August 1, 2011
Big Sur
We are sitting here at the picnic table overlooking a perfectly calm, blue-green ocean that appears to expand forever into the horizon. A fishing boat is slowly picking its route up the channel and we can't believe our good luck. I just made my beloved pot of percolator camping coffee and my gal is having her matte'. It is warm with only a breath of wind. I can feel the sun against my cheek as it begins its descent into that fathomless horizon.

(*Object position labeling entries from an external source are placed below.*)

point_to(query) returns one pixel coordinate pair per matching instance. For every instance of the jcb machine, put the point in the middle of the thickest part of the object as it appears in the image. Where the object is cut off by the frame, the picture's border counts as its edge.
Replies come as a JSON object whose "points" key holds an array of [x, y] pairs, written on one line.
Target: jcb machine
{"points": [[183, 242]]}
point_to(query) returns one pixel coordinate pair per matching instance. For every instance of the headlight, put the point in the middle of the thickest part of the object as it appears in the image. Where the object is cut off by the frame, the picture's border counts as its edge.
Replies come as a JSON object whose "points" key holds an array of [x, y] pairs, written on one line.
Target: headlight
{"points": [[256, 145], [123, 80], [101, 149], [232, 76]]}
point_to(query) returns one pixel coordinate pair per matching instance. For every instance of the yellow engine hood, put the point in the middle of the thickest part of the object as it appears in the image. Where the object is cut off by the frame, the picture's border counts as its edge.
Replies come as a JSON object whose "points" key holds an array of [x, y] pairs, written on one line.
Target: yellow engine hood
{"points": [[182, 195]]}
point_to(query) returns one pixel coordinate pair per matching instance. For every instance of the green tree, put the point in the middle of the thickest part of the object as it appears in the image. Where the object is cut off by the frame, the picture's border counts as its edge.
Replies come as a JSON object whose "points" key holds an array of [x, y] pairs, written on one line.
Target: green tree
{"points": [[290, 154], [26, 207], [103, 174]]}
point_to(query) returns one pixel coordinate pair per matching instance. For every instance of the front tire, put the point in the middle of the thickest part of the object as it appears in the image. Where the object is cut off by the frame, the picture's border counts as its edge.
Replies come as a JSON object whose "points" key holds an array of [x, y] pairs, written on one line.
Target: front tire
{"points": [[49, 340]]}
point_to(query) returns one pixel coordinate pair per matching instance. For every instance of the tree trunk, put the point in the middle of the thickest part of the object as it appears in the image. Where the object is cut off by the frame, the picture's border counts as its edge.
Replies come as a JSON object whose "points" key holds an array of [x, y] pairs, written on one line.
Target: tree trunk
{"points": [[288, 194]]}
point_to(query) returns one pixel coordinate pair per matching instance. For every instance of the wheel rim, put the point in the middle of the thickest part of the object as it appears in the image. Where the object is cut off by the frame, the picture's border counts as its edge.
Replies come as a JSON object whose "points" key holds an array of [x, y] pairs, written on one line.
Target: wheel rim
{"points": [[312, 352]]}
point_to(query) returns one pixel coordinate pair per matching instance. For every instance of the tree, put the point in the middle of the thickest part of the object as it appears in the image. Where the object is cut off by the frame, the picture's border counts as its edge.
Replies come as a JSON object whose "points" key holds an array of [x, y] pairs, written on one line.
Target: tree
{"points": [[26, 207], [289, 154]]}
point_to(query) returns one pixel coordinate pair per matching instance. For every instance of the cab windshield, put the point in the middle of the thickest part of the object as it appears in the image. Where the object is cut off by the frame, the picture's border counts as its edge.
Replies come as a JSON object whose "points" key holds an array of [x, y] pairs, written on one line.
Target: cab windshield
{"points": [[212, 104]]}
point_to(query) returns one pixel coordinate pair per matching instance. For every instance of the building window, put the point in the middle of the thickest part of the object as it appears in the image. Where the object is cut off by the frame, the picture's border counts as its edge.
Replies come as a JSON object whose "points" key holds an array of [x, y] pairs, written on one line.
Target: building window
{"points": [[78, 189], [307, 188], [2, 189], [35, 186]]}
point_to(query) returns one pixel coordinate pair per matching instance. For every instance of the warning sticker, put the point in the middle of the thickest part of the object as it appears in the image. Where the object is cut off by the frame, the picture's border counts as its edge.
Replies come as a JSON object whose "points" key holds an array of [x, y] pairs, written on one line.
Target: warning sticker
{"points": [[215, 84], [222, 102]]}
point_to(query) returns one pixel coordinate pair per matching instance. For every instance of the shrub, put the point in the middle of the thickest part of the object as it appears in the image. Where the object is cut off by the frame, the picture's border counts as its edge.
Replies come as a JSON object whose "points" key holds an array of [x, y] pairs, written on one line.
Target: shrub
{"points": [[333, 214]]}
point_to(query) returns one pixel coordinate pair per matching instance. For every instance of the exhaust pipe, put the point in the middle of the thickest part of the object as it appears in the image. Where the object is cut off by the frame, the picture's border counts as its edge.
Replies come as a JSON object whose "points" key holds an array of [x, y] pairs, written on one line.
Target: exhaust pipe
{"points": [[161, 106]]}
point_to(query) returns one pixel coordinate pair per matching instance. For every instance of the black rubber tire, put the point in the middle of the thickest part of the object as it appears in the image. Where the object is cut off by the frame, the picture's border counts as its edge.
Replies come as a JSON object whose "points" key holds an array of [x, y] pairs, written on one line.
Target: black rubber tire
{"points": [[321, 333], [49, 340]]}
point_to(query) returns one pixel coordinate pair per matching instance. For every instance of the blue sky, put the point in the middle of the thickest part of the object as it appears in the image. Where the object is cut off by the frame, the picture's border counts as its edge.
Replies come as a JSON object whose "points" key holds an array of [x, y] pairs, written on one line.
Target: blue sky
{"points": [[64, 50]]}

We were dreading the campsite, unseen, having assumed it would be far too primitive as it was so overpriced. We spent last night in a Yurt, sweet and cozy but too close to all the others. Sounds of the guests getting drunk drifting down from the restaurant, we had a partial view of this incredible ocean in Big Sur even with the tight quarters
It is here, overlooking the ocean, so vividly deep and mysterious with swells from the great beyond rolling across her surface wide and immense that I make my longing wish to this ocean's unknown. I have made this wish many times, kneeling in the ocean during body boarding, driving home eastward at dusk and in my little chair, in my little room in our little house at the corner here in our home town. I make my wish knowing that I shall not know if "she" exists or even the "she" hears me. I am a tiny dot in this world though I know a few other dots who make the same wishes. My heart is with them tonight with this incredible view.
I look up as I write, in this place where we came for a brief vacation from all that seems to stay the same, roll in and roll out like this gemstone sea but not even close to the beauty of this place. My life. I have a harder time seeing the precious moments of struggle to find work that counts as treasures packing life's journey. I am not a Pollyanna. I feel what it is like to be adrift and hopeless at times, a breathing human hoping for a miracle and asking for divine guidance from a God of my understanding.
What I feel within, that yearning from whence the wish is born, is present physically it seems, in my chest, that torch burning behind the latched door to a heart that also feels an ache of loss as well as the dream. At times it feels as deep and as wide as this ocean, especially now that I see that many employers where I applied never even glanced in my direction. The dream that began last summer is now quite faded and worn smooth in some places where I kept making my wish and rubbing it like a magic lamp over and over and over again. A year of making the same wish wears a person to the bone.
It was a very simple wish and cast out into the world as I tried to gain attention while employers blithely turned away. I had a very sweet and plain wish that I expressed with enthusiasm, strength and my deep desire to be of service to others in my work. The employers simply did not care or had far too many others that were younger, more experienced or just prettier. A year of carrying a wish with outstretched arms gets very, very heavy. My dream is alive and yet it is frayed at the edges and at times, I rest it on the ground.
I have some regrets but most of all I felt ill prepared to compete with others for entry level jobs. That is not my way either. I was naive having left a profession of many years thinking it would be easier to find an honest day's work. Perhaps it could not have been any other way. To understand where I would be today, nine months after the end of a professional journey, then might have caused me to waver and stay right where I was in life. We cannot know many things. I could have stayed and had cardiac arrest one afternoon in my cubicle after the full breadth of our lies got underway. It would have taken them a while to figure out I had stopped breathing and was no longer capable of clicking the mouse.
Those of us who are still unemployed are here and just as employable as we were a year ago. Some of us still have faith and tenacity. Some of us are damn tired of the fight. We could use a miracle by land or by sea.